July 18, 2024
Celebrating Accomplishments and Looking Ahead
IN-CORE Researchers Meet in Fort Collins
On May 2-3, 2024, researchers involved with IN-CORE and the NIST-funded Center of Excellence for Risk-Based Community Resilience Planning (CoE) came together for their semi-annual meeting to share their research, updates on community partnerships, and present future plans for IN-CORE. As the Center’s 10-year collaboration with NIST approaches its end in 2025, CoE looks back at its progress and looks to the future as the CoE expands its capabilities through a non-profit under Project IN-CORE.

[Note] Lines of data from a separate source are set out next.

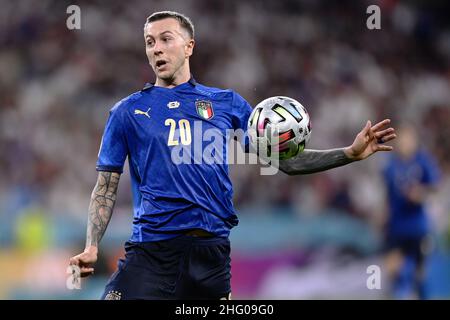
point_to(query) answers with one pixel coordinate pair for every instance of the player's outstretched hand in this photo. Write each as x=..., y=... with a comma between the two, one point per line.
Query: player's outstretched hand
x=85, y=261
x=371, y=139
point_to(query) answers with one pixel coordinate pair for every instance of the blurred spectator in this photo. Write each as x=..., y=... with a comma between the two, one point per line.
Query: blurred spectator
x=410, y=174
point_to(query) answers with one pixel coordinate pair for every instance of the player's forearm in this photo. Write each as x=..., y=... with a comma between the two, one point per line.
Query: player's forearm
x=312, y=161
x=101, y=207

Terri McAllister, Head of the Community Resilience Group at the National Institute of Standards and Technology (NIST), shared how disaster events have shaped how we think of community resilience and how “a local impact can have a national impact, and even an international impact.” In 2010, NIST identified a need for tools that would support communities in making short-term and long-term planning and resilience decisions that could integrate not just the physical impacts of hazards, but also the social and economic impacts.
Terri stated that “resilience goes beyond [planning before a hazard] event and the immediate response after an event, but also includes the recovery — and the science of recovery has been a big part of what this Center’s been focusing on.”
That focus led to the development of the IN-CORE resilience modeling platform. John van de Lindt, Co-Director of IN-CORE and the CoE showed how much science is behind IN-CORE: to date, there have been 207 peer-reviewed scientific articles, 17 PhD dissertations, 27 post-doctoral scholars, 14 book chapters, 1 seven-year longitudinal study, and 3 successful community partnerships.